The case is about Porsche using cash-settled options to obtain control of Volkswagen silently and TCI and 3G using TRS to get control over ownership of CSX to initiate a meeting of changing the board members of CSX. In this report, I will detailed analysis how they processed their strategy using equity derivatives and what was the result. I will further discuss whether it is good thing to have CEO involved in equity derivative trading and whether the disclosure requirement should be mandatory for equity derivatives.
Porsche and Volkswagen Case
Background
The main players in this case are Porsche and Volkswagen, which had a very long and interwoven history back in 1931. The famous VW Beetle was created by Ferdinand Porsche in 1931, who was also the founder of the luxury car manufacturer Porsche and the grandfather to the board chairmen of both Porsche and Volkswagen. Around 2000, the political environment for foreign investors, who had held more than 5000 German firms, changed a lot due to German politicians vilifying them and clamouring for more domestic ownership.
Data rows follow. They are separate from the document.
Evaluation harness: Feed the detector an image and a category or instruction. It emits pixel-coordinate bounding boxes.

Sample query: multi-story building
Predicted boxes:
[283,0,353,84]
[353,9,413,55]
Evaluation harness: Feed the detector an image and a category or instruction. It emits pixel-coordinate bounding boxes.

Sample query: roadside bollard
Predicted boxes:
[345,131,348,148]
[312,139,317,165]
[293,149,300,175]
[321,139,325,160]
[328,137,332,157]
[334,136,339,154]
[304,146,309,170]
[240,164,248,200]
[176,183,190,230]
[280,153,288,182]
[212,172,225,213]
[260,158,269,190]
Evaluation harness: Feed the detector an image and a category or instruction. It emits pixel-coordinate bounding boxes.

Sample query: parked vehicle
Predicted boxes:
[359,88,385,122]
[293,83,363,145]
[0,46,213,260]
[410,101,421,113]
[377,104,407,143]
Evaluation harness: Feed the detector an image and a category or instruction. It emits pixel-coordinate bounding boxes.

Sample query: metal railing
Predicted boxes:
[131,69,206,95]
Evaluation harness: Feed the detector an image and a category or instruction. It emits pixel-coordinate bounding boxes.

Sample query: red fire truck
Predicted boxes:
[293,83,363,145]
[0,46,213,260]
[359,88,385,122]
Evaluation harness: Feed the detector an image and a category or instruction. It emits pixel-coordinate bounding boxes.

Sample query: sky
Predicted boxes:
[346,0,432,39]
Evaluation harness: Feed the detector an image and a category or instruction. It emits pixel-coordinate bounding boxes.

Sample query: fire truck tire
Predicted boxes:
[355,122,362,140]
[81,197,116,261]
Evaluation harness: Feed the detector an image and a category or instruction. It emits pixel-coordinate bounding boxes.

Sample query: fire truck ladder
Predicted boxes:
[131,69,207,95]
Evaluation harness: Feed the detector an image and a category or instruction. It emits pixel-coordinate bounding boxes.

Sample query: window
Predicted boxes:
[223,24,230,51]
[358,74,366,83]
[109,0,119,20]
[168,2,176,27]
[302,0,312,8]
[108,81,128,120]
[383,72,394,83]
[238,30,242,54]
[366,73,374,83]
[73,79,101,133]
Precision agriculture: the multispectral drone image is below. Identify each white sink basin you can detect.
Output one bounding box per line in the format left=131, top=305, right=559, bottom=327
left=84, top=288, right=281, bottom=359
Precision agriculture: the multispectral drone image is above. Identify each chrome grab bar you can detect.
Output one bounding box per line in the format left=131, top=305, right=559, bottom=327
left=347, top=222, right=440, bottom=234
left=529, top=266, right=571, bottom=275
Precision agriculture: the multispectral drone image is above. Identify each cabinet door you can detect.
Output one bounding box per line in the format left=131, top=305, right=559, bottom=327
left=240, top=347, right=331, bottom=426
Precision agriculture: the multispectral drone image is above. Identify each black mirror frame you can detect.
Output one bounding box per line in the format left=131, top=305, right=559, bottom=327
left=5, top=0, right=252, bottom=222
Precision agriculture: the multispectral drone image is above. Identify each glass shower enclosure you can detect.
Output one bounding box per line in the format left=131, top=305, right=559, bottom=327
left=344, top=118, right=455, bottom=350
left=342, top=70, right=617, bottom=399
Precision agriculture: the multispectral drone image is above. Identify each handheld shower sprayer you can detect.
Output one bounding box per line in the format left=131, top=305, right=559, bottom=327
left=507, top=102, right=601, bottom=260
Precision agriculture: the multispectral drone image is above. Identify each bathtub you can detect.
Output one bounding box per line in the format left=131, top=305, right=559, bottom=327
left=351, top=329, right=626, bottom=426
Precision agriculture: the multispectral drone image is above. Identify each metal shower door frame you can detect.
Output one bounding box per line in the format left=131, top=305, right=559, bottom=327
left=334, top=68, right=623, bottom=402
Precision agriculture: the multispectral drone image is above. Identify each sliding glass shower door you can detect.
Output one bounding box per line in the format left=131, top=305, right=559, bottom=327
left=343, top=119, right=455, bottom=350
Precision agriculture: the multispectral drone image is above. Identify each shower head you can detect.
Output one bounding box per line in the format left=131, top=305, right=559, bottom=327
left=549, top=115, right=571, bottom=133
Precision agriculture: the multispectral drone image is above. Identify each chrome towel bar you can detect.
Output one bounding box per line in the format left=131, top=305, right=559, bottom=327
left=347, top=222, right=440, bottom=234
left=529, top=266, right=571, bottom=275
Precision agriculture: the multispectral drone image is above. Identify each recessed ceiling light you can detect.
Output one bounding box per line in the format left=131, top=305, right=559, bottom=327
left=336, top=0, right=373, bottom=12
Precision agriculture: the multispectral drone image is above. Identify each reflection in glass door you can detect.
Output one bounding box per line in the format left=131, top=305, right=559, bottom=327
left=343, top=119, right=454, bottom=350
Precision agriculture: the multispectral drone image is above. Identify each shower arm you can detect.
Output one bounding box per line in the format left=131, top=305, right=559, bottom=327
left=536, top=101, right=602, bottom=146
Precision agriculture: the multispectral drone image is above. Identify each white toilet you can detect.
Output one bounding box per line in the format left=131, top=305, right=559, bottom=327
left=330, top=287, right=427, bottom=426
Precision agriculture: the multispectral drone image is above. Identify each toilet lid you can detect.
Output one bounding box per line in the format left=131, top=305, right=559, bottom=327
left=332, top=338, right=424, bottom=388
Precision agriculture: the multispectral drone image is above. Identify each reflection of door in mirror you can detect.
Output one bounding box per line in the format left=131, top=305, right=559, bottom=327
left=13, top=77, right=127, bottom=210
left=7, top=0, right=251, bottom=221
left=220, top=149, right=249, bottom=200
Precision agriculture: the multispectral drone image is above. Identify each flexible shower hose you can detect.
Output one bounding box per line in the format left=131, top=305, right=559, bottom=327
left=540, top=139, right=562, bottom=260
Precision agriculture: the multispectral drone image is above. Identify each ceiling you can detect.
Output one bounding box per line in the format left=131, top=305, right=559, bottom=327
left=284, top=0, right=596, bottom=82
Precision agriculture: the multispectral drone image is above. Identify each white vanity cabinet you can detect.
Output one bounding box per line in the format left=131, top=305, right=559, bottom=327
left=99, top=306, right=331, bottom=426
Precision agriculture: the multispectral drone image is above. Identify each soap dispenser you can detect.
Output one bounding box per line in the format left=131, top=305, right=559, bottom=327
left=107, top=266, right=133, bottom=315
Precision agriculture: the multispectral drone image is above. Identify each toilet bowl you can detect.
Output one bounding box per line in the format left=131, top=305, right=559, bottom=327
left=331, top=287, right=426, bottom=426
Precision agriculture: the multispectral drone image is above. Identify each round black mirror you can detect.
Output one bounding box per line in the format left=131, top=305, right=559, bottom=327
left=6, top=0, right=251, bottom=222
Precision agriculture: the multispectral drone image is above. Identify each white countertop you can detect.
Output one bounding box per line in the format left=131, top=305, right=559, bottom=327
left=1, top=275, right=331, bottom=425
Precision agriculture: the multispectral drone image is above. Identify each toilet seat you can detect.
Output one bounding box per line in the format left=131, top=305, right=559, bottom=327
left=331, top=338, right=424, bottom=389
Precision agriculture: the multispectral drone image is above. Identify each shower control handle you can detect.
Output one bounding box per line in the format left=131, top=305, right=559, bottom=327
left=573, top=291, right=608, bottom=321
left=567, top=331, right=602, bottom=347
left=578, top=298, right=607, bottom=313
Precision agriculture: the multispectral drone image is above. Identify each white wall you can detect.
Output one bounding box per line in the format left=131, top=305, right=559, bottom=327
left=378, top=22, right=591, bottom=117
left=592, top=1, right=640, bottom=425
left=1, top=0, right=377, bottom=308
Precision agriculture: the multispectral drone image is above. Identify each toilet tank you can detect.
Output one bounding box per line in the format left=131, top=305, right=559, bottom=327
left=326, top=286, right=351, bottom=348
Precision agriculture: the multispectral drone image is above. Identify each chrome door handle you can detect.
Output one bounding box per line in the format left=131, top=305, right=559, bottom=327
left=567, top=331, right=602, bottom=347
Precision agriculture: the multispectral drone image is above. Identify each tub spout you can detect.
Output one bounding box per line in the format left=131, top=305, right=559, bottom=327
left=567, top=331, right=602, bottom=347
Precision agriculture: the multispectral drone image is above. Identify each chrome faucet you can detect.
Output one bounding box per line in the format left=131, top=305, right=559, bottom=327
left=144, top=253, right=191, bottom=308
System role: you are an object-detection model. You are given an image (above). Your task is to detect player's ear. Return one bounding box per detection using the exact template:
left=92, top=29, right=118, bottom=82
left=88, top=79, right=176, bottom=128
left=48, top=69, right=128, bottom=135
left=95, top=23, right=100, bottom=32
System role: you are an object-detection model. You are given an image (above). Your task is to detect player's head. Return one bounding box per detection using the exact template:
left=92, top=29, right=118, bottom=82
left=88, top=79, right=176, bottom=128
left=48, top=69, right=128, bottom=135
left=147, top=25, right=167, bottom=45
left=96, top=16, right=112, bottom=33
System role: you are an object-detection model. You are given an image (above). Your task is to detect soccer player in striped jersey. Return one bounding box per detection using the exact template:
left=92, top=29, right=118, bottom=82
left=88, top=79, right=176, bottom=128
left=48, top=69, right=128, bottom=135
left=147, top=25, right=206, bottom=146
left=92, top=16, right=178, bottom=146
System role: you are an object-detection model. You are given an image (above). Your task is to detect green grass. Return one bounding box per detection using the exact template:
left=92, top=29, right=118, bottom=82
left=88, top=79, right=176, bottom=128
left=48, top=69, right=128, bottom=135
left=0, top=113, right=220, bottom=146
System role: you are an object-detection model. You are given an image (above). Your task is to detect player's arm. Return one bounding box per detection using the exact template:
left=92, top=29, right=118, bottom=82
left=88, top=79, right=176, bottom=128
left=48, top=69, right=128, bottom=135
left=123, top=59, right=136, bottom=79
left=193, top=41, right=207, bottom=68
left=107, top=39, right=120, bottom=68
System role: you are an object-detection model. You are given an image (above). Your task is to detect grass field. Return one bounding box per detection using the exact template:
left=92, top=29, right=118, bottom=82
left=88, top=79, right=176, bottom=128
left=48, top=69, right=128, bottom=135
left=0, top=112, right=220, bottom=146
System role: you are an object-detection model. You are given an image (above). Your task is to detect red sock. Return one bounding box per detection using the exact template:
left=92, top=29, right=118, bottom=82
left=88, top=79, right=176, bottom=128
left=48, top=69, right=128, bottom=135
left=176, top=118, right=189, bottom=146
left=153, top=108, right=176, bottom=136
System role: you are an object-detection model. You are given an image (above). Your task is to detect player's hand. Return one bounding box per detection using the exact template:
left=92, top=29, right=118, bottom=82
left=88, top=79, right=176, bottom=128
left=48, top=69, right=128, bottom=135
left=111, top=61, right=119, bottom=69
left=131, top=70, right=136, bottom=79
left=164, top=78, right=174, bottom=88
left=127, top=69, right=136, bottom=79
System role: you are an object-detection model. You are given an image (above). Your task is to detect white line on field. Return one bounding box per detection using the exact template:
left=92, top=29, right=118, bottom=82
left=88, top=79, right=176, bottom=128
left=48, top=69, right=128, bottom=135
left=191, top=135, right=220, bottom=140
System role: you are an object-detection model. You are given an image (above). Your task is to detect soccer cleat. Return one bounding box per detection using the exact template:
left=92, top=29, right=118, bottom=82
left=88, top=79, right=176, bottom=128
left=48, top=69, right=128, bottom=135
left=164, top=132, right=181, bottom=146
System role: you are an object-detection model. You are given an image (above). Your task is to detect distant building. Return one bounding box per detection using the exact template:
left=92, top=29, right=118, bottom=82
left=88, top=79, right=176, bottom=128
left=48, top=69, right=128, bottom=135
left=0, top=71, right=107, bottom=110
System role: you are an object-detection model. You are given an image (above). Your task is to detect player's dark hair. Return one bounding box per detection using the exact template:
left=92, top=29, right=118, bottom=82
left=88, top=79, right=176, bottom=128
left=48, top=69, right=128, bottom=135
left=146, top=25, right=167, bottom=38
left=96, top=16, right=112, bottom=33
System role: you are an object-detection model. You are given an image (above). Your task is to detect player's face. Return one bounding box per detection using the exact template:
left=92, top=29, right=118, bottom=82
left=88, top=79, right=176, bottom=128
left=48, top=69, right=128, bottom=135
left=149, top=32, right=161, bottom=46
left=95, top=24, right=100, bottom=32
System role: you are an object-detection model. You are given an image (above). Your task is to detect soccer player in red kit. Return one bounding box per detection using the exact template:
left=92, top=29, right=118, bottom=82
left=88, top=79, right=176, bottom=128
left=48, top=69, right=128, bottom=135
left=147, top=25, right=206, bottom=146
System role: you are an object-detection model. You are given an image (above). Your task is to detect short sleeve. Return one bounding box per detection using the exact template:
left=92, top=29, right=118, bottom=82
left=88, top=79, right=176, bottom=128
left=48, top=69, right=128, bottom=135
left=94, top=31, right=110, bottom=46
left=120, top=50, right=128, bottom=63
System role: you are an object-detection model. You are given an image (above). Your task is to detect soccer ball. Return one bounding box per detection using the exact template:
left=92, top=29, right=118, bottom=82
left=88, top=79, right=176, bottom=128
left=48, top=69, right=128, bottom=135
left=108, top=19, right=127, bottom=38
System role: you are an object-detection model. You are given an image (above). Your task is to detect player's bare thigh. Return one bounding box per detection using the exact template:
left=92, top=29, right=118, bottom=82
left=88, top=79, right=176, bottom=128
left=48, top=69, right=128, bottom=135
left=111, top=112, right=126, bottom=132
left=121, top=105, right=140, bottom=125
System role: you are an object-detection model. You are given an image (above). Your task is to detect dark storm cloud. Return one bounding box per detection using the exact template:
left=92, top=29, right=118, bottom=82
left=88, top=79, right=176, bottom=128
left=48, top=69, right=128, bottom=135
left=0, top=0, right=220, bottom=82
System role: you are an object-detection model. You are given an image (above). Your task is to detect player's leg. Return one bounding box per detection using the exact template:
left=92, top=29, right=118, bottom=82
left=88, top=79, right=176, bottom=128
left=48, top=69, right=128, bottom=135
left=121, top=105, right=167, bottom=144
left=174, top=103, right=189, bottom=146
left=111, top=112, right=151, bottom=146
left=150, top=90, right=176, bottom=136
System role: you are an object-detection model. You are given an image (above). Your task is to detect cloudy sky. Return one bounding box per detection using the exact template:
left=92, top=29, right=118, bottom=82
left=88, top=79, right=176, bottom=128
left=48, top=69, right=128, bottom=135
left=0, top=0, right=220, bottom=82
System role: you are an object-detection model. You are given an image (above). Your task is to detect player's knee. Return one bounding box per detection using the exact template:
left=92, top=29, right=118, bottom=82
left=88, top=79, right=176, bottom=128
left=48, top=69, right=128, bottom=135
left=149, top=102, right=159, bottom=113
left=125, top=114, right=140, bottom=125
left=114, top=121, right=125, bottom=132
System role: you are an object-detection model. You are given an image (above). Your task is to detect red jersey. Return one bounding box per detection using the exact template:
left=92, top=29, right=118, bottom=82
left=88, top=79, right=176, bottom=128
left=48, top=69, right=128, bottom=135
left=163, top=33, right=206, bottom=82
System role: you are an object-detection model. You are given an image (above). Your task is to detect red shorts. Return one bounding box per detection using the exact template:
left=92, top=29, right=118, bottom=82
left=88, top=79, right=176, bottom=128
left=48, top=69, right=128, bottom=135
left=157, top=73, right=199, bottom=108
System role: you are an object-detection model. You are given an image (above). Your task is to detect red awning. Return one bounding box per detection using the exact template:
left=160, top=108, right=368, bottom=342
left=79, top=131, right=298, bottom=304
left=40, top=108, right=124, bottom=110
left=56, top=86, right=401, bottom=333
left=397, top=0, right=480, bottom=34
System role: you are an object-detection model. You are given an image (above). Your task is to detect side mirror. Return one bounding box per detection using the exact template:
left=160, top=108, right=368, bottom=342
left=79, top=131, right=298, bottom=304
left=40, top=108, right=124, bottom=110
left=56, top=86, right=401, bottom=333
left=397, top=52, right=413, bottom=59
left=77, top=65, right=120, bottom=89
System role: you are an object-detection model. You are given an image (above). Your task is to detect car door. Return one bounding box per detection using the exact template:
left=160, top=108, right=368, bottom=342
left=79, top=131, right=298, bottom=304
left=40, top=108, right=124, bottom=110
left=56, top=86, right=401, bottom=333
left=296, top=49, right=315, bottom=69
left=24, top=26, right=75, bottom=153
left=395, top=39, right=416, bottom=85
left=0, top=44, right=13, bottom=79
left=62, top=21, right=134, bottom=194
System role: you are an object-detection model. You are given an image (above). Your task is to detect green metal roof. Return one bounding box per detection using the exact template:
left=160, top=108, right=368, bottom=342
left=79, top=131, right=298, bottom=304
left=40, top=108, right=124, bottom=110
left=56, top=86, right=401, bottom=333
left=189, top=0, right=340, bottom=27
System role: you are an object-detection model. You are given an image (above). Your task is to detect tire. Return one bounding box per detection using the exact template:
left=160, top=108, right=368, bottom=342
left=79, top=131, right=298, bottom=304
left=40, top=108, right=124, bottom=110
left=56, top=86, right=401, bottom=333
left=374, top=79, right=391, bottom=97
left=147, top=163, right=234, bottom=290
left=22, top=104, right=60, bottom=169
Following this political pursuit, in 2005, to support a "German Solution" to the takeover dilemma and to match the 20% ownership held by the state of Lower Saxony, Wendelin Wiedeking, the CEO of Porsche, announced the intention of the company to purchase 20 percent of Volkswagen stock. In 2007, the company increased the holding to 30 percent, which gave a positive signal to German legislators to put pressure on Porsche to continue the buying action. Porsche said no in response surprisingly. However, in a less than a year, the board backed its CEO's decision to increase its position in ownership of Volkswagen to 50%, and soon after this the company again denied rumours saying it will buy up to 75% of shares. This happened between March and October, and finished the prologue of this story, when the closed price for Volksawagen was €211.